Will Publishing Streams Reverse?

There’s a shift going on in publishing that publishers and agents should be discussing over their lattes in the boardrooms of Manhattan.  I have a friend who is a well-published, successful author, but his publisher is putting the screws to him on a new contract, refusing to budge from a very miserly e-book royalty that they’ve decided is “industry standard” in a fledgling e-book industry.  This ridiculous “industry standard” mantra has so upset this author that he is considering walking away and self-publishing his next novel.

I can’t name this author because the contract negotiations are on-going, but I can say that he has a big enough name that he wouldn’t have to worry about being lost in what Joe Konrath aptly named The Tsunami of Crap that is flooding e-book stores like Smashwords and Kindle.  My friend already has an established audience that will seek him out and buy his novels.

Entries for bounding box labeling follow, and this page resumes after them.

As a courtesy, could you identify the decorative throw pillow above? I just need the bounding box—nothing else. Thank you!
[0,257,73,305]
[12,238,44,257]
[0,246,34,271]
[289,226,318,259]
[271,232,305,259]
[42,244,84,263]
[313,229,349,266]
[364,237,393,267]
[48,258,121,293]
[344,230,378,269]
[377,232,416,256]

So if the publisher calls his bluff and he indie-pubs, who will they publish in his place?  Who will accept a horrible contract to make a name?  A newbie like me, of course.

Right now we newbies put up our e-books on Amazon, desperately market them and hope to make enough sales to get the attention of the publishing or film industry and make the big sale.  Even Amanda Hocking, who could probably live on her e-book sales for the rest of her life, signed with St Martins.

But if the publishing industry continues to empty their stables of successful authors and runs instead with untested talent, it will come with an unintended consequence: self-publishing becomes more respectable.

For over a century publishers have maintained that only they know good work and that self-published novels must be crap.  They’ve been right often enough that this mantra has played well with the public.  But if publishers drive away their authors then a lot of high quality indie-pubbed novels will hit the market.  Worse for publishers, it means the public will not be so afraid to take a fly on a indie-pubbed e-book.  Note that it  won’t be self-publishing anymore, it will be indie-publishing.  Even J.K. Rowlings has placed a toe in that water.

So the streams would reverse: newbies would be with the publishers.  Established authors would indie-publish.

Of course it’s going to be a lot messier than that.  Newbies will still indie-pub first, get a small following and then take the lousy industry contract.  After their first bestseller, they’ll say goodbye to their publisher and go back to indie-publishing so that they can get the 70% royalty.

Watch out now for publishers trying to force authors into ten-book contracts to lock in long-term, cheap content providers.  This will hurt publishing in the long run, because sometimes acquisition editors make mistakes, and so a publisher could find themselves forced to publish one poor selling novel after another when an author doesn’t perform as expected.

In my humble opinion, publishers should just offer a better e-book royalty and keep their talented authors.  My friend deserves it.  Otherwise publishers may discover that they’ve made things worse for themselves by giving credibility to indie-published authors.